Ray's third film from this period, Les Mystères du château de Dé (The Mysteries of the Chateau de De ) shows a further development in the focus on real or realistic images in abstract cinema. Like L'Étoile de mer, this film relies heavily on sequences of human beings. Furthermore, of Ray's films, this one is the closest to being narrative, in that the sequences of images presented in the film seem, on the surface, to form a coherent whole. The film shows the voyage of a couple in a bar, who drive a great distance, arrive at a villa, and interact with other people. A great deal of attention is given to the house and to the actions engaged in by those staying there, and for a time, all seems "normal." Progressively, however, distortions in the size of objects, in the light and shadows of the background, in the characters' movements all become apparent. In the end, none of these distortions are "explained" by the film, nor is there a sense given to the actions of the characters. Despite its more narrative appearance, Les Mystères du château de Dé remains as abstract as Ray's earlier films. Furthermore, the influence of the Surrealist movement can be seen very clearly in the seemingly banal images, which present unexplained and eerie irregularities.

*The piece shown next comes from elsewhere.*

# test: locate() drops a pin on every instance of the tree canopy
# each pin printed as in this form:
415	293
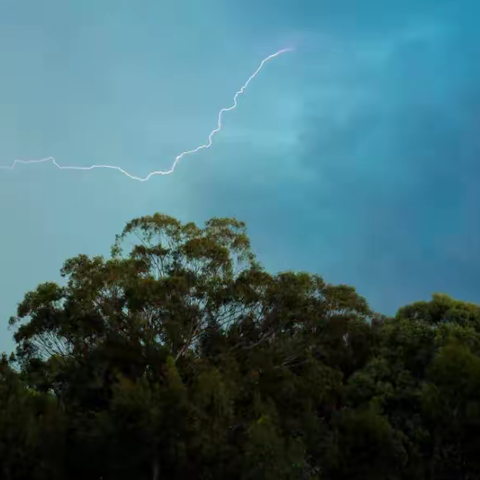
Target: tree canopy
179	356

By the late 1930s and 1940s, Ray had all but abandoned film to return to his two original passions, painting and still photography. Before his death, in 1976, he made only two more films, Essai de simulation de délire cinématographique (Attempt at the Simulation of Cinematographic Delirium ) from 1935, and Dreams That Money Can Buy, in collaboration with Hans Richter, and many of his Dada-Surrealist collaborators. The first is highly reminiscent of Ray's films from the 1920s, and the second is a combination of more developed cinematographic techniques and embodies the spirit of the Surrealist and Abstract Expressionist movements. In fact, it is puzzling that in the very years that Ray was the closest to the film industry (he was living in Hollywood), he was the least interested in cinema.

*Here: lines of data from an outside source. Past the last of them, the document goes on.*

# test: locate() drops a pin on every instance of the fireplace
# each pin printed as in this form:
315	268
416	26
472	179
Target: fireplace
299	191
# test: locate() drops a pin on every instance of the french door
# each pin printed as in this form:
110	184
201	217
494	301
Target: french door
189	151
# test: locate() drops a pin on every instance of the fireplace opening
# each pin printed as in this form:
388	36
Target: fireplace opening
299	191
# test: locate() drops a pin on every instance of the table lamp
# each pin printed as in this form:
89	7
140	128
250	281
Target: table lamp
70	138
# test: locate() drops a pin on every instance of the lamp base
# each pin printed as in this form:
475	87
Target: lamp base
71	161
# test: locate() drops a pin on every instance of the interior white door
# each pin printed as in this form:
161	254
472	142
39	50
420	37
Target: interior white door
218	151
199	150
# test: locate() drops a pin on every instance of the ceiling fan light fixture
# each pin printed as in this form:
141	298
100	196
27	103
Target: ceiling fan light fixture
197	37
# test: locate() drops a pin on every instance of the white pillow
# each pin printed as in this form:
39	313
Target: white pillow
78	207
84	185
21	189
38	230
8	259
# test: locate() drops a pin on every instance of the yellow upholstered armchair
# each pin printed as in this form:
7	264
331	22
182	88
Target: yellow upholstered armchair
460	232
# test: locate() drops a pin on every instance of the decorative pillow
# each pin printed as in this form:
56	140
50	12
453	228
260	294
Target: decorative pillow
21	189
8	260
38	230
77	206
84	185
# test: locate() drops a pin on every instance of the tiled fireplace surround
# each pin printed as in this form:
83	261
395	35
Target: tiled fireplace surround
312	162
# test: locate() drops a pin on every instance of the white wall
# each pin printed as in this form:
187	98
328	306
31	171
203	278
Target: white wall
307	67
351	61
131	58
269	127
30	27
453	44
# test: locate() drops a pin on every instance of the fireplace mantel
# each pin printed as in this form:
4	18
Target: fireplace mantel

Carl Belz has suggested that Man Ray withdrew from cinema partly because he felt he had exhausted its potential, and partly because it took him away from painting and photography. And it is, in fact, for his contributions to the latter that he is best remembered. Nonetheless, to overlook the impact of May Ray on the cinema is to ignore the influence of one of the early pioneers of cinematic art. It was Man Ray, and many of his Dada and Surrealist contemporaries who first drew attention to a great many of the cinematic techniques widely used today. For this, and for the fascinating efforts at producing a non-narrative cinema, Man Ray's films remain crucial to any understanding of the development of film.